Lactic acid calculations

[jonboris]

I think ions are very very small so probably it's a lot. I'm curious why it's important to know how many.

I want to know the amount of ions so i can fine tune the recipe and dont contribute with more than whats detectable, in the water book it says 400ppm is a threshold but some can taste it even sooner.
I want to know dag nabit....

Your brewing water spreadsheets should be telling you how to contribute enough to correct for pH, your palate should tell you what's detectable. ppm isn't a measure of ions. I can assure you you are not contributing enough to taste at 1ml in your sparge and mash water.

If you feel you can taste it, switch to phosphoric acid. It's a lower concentration but is vastly more undetectable flavorwise as a pH adjuster. Vastly.

[SweBrew]

Thanks all, but i know how much i´ll need to correct for mash pH and at 1-2ml for a 5gal batch its not detectable, but it would be nice to know how much it contributes. and when it´s noticeable.

[cclarkk]

I came across this thread while looking for an answer to a question that I had. I know it's an old question, but maybe I can shed some light on this for anyone else wondering.

Short answer: 5.35*10^21 molecules, each contributing one (H+) and one anion (CH3CHOHCOO-).

Long answer:
First off, it's simply a lot easier to use the same units for everything. Using non-standard units causes most of the head scratching for everyone. Water reports are in ppm, acid in % by dry weight per volume, equivalents, etc. It's easier for the agencies, manufacturers, or whoever to use what they use, so that's why we are always scratching our heads.

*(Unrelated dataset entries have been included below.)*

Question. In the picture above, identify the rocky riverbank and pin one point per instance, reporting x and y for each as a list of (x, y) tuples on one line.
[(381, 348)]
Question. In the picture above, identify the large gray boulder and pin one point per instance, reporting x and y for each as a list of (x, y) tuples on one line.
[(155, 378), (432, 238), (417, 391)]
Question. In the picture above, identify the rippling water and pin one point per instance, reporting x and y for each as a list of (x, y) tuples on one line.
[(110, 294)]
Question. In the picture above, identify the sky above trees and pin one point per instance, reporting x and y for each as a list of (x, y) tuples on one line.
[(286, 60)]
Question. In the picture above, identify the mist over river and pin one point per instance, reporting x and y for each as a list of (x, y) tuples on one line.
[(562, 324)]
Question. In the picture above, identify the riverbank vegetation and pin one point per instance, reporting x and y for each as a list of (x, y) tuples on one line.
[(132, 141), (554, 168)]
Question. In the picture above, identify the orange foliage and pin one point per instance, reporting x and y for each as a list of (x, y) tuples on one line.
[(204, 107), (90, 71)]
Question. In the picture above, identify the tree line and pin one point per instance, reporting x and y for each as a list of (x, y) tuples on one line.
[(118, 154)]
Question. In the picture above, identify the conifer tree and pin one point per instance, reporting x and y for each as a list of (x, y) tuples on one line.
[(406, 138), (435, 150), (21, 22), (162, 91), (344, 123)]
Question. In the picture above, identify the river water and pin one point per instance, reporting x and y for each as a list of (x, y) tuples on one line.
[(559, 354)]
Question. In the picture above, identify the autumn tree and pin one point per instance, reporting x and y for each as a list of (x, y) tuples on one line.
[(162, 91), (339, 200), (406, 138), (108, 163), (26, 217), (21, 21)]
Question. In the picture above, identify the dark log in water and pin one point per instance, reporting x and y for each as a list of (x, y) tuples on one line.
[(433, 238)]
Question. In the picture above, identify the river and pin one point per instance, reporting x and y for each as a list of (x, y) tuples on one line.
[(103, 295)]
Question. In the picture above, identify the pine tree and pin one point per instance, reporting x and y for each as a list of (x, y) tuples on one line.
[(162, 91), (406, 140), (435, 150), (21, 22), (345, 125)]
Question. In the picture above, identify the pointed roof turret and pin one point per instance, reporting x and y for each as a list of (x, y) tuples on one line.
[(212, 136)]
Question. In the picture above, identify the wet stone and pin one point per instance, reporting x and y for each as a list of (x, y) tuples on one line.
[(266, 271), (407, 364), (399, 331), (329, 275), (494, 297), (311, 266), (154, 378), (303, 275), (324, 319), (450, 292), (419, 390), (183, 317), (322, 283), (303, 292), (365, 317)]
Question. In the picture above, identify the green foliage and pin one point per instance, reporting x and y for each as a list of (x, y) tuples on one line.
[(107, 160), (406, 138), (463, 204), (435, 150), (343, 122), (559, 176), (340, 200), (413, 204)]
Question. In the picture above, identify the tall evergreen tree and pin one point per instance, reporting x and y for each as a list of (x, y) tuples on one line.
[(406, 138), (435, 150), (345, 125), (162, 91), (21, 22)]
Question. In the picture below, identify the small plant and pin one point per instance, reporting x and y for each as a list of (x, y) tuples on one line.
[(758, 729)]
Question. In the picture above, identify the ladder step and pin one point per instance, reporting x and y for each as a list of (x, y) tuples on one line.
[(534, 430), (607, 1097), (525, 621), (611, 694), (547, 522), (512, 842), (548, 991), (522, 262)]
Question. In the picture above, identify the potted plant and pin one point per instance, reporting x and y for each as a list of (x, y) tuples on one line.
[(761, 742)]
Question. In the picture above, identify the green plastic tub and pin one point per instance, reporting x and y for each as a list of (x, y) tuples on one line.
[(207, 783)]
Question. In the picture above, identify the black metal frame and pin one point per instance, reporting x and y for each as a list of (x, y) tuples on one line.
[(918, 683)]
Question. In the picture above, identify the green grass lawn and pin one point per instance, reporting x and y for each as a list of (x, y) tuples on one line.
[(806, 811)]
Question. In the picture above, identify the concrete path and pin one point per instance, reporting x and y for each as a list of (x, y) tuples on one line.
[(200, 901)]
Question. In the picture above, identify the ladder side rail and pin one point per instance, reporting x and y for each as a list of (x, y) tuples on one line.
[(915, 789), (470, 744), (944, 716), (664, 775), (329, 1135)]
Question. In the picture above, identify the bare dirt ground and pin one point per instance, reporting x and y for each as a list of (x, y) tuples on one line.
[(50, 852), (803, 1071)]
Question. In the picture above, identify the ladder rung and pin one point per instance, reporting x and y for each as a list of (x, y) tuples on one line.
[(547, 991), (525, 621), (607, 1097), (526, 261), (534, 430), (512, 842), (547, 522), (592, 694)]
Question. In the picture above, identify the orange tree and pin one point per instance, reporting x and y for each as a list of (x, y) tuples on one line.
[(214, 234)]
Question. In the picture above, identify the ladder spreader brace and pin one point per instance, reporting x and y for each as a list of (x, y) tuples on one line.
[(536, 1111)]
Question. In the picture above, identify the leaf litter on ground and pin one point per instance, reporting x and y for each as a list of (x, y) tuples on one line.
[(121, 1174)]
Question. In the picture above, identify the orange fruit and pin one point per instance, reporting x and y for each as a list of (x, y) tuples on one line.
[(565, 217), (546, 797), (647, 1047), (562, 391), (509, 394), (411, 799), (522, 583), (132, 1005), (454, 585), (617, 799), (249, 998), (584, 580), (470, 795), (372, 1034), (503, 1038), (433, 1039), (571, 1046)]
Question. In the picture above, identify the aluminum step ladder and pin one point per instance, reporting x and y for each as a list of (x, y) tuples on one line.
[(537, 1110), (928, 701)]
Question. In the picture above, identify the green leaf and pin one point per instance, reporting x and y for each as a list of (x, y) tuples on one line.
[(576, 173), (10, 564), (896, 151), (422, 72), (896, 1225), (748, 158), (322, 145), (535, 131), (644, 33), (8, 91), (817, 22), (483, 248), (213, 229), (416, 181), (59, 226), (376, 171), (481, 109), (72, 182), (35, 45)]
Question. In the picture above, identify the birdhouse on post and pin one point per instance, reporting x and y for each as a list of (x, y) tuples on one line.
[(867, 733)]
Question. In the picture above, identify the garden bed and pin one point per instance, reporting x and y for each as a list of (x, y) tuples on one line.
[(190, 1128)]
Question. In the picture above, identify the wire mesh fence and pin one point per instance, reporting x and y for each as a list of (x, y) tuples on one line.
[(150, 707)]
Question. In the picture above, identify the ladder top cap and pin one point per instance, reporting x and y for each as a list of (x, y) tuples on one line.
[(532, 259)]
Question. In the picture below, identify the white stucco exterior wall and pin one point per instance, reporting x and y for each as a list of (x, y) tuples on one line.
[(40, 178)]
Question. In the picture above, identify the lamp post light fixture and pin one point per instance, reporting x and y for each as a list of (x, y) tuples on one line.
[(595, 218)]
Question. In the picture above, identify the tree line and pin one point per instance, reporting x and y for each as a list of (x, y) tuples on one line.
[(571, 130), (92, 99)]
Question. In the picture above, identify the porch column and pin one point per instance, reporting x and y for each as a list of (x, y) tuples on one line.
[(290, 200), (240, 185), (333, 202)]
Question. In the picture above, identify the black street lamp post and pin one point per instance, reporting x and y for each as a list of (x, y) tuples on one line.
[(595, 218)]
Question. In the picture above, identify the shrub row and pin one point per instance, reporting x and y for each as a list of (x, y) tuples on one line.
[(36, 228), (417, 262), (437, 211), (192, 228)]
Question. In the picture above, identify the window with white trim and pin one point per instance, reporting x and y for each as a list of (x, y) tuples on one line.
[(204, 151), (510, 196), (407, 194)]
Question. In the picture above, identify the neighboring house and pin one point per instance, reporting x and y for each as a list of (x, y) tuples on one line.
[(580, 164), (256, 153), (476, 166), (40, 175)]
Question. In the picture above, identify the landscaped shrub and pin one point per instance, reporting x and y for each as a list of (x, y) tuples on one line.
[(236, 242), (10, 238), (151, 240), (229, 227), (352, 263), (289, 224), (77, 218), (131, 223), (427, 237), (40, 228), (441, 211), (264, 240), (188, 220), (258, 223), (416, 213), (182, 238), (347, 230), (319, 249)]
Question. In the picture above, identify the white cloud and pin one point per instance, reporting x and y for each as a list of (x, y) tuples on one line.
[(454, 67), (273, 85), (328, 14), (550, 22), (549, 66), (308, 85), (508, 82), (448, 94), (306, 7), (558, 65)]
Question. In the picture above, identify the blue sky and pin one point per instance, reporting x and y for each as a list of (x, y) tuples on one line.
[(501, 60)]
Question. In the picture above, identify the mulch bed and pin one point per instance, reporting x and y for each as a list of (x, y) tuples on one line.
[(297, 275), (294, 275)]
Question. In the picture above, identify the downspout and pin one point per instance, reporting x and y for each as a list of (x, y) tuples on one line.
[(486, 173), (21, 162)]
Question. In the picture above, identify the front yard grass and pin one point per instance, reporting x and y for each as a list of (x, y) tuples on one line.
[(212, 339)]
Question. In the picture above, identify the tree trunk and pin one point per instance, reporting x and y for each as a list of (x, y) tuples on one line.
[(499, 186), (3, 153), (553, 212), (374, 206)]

As was stated in a previous reply, acid percentage is grams of dry acid per 100mL of solvent, in this case water.
For an 80% solution of lactic acid, you have 80g lactic acid powder added to 100mL water. Using the molar mass of lactic acid, 90.08 g/mole, you can divide into your 80g starting weight and find your solution to contain 0.888 moles. Multiply this by Avogadro's number, 6.022*10^26, and you will find that you have approximately 5.35*10^23 molecules per 100 mL of solution. I say approximately because adding the acid to the solution increases the volume. If you really wanted to know exactly what you had, you could measure the density and use that to calculate the exact amount.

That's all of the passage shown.